In explaining the philosophy of Madhyamika, Nagarjuna presented four positions he would not take:
- All things (dharmas) exist; affirmation of being, negation of nonbeing.
- All things do not exst; affirmation of nonbeing, negation of being.
- All things both exist and do not exist; both affirmation and negation.
- All things neither exist or do not exist; neither affirmation nor negation.

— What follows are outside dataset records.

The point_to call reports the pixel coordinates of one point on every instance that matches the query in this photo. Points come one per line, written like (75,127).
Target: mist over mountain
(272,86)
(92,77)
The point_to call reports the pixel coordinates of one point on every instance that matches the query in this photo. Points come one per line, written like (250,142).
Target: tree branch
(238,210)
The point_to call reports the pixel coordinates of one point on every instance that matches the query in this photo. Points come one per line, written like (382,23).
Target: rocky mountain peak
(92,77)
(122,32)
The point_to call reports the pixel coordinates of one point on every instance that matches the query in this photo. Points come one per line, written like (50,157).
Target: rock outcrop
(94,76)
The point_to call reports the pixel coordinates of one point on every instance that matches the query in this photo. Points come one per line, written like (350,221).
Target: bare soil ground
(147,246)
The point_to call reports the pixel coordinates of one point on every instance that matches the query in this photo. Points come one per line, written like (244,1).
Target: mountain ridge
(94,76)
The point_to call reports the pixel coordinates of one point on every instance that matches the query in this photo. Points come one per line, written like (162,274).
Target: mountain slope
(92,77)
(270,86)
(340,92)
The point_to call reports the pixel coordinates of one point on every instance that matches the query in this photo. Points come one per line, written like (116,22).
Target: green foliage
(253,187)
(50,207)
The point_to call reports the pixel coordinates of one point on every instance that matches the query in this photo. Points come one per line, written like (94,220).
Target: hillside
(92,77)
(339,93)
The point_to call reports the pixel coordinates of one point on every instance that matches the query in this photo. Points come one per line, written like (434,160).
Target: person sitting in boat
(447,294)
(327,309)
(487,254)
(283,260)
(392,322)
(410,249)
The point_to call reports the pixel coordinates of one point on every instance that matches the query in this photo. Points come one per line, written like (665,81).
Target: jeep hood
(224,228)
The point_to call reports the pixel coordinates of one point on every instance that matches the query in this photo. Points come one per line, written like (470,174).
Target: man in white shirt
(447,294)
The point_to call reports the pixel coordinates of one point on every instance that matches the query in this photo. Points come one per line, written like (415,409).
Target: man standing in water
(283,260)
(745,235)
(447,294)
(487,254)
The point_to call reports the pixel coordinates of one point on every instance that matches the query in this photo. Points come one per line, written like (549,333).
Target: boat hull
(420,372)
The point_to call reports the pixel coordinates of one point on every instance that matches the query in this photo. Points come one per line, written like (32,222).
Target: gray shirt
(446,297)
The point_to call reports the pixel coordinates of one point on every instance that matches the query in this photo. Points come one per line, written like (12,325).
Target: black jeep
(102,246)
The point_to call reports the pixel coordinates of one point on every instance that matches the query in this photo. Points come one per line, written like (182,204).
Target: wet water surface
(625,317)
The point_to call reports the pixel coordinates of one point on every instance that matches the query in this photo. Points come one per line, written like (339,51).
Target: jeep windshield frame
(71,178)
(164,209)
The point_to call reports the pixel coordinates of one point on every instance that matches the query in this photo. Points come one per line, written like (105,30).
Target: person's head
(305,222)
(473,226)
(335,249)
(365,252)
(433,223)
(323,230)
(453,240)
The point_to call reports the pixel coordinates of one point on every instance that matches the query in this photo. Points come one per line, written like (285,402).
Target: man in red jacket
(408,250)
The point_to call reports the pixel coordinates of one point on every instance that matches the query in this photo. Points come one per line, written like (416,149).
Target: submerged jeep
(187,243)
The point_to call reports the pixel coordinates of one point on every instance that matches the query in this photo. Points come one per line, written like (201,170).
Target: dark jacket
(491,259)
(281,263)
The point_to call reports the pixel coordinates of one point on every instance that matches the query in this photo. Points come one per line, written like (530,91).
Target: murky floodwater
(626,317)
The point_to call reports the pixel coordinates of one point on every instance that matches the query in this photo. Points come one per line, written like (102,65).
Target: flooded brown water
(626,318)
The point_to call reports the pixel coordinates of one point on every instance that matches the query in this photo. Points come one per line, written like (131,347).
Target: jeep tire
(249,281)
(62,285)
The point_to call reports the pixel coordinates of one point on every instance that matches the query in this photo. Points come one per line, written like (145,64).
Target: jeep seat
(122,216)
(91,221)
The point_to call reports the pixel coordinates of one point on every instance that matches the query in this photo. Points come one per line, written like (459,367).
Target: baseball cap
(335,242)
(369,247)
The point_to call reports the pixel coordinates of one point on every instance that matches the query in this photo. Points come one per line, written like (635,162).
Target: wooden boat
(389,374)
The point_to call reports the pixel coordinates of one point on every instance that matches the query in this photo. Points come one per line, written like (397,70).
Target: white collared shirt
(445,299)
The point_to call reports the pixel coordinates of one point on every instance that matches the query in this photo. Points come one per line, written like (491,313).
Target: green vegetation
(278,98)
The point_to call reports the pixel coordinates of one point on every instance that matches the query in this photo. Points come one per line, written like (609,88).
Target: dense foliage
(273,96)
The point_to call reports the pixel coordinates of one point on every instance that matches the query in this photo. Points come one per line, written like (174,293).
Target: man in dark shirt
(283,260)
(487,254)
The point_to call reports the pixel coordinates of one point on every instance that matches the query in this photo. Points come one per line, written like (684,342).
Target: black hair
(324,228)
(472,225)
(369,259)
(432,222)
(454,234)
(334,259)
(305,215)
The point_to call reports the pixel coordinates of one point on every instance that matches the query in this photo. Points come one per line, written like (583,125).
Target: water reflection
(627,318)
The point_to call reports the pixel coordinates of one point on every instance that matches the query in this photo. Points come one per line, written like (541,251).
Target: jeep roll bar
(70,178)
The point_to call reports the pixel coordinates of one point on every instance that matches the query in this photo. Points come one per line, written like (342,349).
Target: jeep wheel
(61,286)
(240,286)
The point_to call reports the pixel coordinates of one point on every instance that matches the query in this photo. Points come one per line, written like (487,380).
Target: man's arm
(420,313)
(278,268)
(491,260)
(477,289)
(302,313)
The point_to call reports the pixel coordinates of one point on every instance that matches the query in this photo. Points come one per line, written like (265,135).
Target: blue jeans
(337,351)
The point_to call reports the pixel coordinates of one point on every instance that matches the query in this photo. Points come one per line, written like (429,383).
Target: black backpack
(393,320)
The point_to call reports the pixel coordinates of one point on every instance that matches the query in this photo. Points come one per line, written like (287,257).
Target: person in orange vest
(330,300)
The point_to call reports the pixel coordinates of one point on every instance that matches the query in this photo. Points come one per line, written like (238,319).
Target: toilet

Nagarjuna rejected each of these propositions and took a middle position between being and nonbeing.
Friend of the Nagas:
In some legends, Nagarjuna was befriended by the nagas, which are snake beings that live in unseen realms. Nagas appear in many Hindu and Buddhist myths. In this story, the nagas had been guarding sutras containing teachings of the Buddha that had been hidden from mankind for centuries. The nagas gave these sutras, called the Wisdom Sutras -- to Nagarjuna, and he took them back to the human world.
The Wisdom Sutras are collected under the title Prajnaparamita (Perfection of Wisdom) Sutra. Wherever he found them, Nagarjuna is remembered as the one who systemized and deepened the teachings of the Wisdom Sutras.
The Wish-Fulfilling Jewel:
In the Transmission of the Light (Denko-roku), Zen Master Keizan Jokin (1268-1325) wrote that Nagarjuna was the student of Kapimala. Kapimala found Nagarjuna living in isolated mountains and preaching to the nagas.
The naga king gave Kapimala a wish-fulfilling jewel. "This is the ultimate jewel of the world," Nagarjuna said. "Does it have form, or it is formless?"
Kapimala replied, "You do not know this jewel neither has form nor is formless. You do not yet know that this jewel is not a jewel."
On hearing these words, Nagarjuna realized enlightenment.